The app would get the user’s language from the Snips configuration and then import the utterances from the right language.

And then the app would have code like:

 self.publish(*end_session(payload["sessionId"], i18n.RESULT_INTENT_SORRY))

People could provide a localization as a file with their translated utterances such as this RESULT_INTENT_SORRY in a GitHub pull request. I know, it’s just a hacky way to implement i18n, but I found tools like gettext a bit overkill for this purpose.

I wanted to do intents, example sentences, slots and custom words in a similar way in my Snips apps, but the way Snips works is that you create these in the Snips Console, a web based interface. For Rhasspy skills this could be implemented too in just some files that can be translated. On installation of the skill, it just has to know which language profile you are using in Rhasspy and install the intents and so on from the right language.

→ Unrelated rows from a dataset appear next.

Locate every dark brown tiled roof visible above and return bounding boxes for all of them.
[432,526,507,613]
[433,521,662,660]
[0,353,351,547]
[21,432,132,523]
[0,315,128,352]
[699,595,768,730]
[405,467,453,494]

This way in most cases people can translate a skill to their own language just by a pull request with a couple of translated files.

nanosonde · November 24, 2019, 4:18pm

It would be very cool if rhasspy would continue to run as standalone solution in the future, i.e. that it does not depend on any special things like HA AppDaemon for those people who do not run HA, but other solutions and who would now like to move over to your solution as a result of recent Snips news.
(In fact, since yesterday I was not aware of rhasspy.)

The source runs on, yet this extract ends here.